12

I am putting together a regular Java EE application on jboss7 that will use JPA in the data tier. I would like to make this application such that it scales up with load. While it is pretty clear how to scale up the web tier: create more machines and throw them behind a load balancer, scaling up the data tier is less so.

I can probably cluster my database (MySQL). Stil, that leaves the JPA layer unclustered. Ideally, JPA will scale up by using in (clustered) memory caching backed by MySQL.

When I look around, all information around JPA scaling seems to be 3-4 years old. People talk about ehcache, memcached and infinispan. I am not sure if this is still current.

Can someone tell me the state of the art in Java EE clustering and scaling, especially in the data tier.

Arjan Tijms
  • 37,782
  • 12
  • 108
  • 140
Raj
  • 2,852
  • 4
  • 29
  • 48
  • I got amazing answers from Piotr and James. It is unfortunate SOF will only let me mark one as the correct answer. Thanks to both. Next, I need to find out what is best of breed in caching: Why would I use anything but memcached. – Raj Apr 26 '12 at 17:21

2 Answers2

8

Various caching strategies are still the way to scale JPA/Hibernate (you basically named the most popular options in your question). Nothing extraordinary happend since 4-5 years in this field, as far as I know.
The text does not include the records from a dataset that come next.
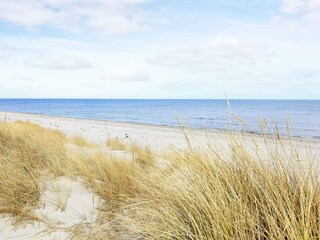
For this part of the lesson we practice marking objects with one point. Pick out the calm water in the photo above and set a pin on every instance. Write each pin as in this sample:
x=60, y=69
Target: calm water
x=208, y=114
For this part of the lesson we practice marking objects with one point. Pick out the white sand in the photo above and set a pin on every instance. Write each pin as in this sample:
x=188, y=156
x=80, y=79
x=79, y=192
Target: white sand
x=64, y=204
x=80, y=204
x=156, y=137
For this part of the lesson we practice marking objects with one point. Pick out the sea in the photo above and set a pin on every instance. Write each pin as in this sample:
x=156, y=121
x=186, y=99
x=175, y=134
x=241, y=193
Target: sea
x=254, y=116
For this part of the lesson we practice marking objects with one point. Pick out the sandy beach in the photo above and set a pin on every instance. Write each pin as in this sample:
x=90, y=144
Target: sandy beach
x=65, y=203
x=155, y=137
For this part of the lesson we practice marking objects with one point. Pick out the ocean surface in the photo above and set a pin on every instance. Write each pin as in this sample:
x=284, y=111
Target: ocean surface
x=304, y=115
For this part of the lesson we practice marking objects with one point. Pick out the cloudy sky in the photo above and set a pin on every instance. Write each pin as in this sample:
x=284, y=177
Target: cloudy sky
x=160, y=49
One more option you haven't mentioned is JBoss Cache. So the Second Level Cache for JPA/Hibernate still rules in this area.

Why no progress here? My wild guess is that first of all people, who need scalable application tend to ignore JPA and Hibernate in areas where high performance is needed. Usually people go with SQL dressed in Spring Framework JDBCTemplate helpers and transaction management. Then scalability is the matter of database capabilities in this area.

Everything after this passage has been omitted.